Wenn ein Urgestein wie Koch die politische Kommandobrücke verlässt, kann nicht einfach zur Tagesordnung übergegangen werden, denn Koch ist immerhin nach Kurt Beck (Rheinland-Pfalz) der dienstälteste deutsche Ministerpräsident. Seit 1999 steht er an der Spitze Hessens trotz aller auch persönlicher Anfeindungen, zuweilen auch unter der Gürtellinie. Was hat er alles überstanden? Die Spendenaffäre, den ihm angehängten Ruf als Hardliner, Auseinandersetzungen mit dem Zentralrat der Juden wegen der Forderung von Koch, das Jugendstrafrecht zu verschärfen, juristische Prüfungen des Staatsgerichtshofes zum Thema Studiengebühren und natürlich nach der Landtagswahl 2008 auch Andrea Ypsilanti, die unbedingt mit der Linken Ministerpräsidentin werden wollte.
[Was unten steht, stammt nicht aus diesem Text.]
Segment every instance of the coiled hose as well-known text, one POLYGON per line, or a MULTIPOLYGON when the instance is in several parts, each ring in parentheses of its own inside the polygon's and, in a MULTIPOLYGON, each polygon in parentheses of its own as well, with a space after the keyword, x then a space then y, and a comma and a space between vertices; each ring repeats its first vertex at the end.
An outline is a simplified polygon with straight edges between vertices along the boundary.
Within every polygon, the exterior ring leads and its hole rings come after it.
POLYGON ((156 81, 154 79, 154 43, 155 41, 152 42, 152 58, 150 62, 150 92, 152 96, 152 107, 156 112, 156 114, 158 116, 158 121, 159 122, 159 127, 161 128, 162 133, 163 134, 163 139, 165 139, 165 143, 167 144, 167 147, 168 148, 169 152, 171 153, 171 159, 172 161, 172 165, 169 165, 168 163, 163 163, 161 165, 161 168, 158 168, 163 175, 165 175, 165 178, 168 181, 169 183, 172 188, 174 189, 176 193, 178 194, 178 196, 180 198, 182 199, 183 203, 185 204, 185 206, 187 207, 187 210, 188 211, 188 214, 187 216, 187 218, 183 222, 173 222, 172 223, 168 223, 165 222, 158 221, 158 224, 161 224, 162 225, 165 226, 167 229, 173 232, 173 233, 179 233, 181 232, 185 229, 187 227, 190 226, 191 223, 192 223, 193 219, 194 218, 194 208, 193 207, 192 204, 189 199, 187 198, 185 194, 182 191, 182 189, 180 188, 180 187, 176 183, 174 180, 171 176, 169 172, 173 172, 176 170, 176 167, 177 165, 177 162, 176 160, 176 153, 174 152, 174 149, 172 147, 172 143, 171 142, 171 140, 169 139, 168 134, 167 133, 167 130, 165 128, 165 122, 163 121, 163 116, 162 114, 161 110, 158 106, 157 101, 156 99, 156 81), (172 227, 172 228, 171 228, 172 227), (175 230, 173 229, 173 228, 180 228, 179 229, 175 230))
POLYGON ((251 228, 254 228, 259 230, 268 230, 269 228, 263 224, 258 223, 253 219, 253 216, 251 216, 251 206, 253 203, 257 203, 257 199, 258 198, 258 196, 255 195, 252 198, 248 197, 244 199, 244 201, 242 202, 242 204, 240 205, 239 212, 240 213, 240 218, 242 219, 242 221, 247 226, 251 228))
Es blieb, wie wir wissen, beim Versuch.
Koch war nie pflegeleicht und dies muss man ihm eigentlich hoch anrechnen. Eine einmal für richtig erkannte Position vertrat er auch gegenüber der vermeintlich populäreren anderen Volksmeinung. Es gibt aber auch ein spektakuläres Beispiel dafür, dass Koch sich sehr wohl für eine Ausgewogenheit der Stimmen einsetzte. Als die „Frankfurter Rundschau“ als eine der angesehenen, gleichwohl linksliberalen, Zeitungen vor sieben Jahren in eine böse Schieflage rutschte, war es ausgerechnet Koch, der sich für eine Staatsbürgschaft für das Blatt, das ja nicht dafür bekannt ist, CDU-freundlich zu sein, einsetzte. Diese liberale Größe von Koch haben damals nicht alle CDU-Mitglieder verstanden.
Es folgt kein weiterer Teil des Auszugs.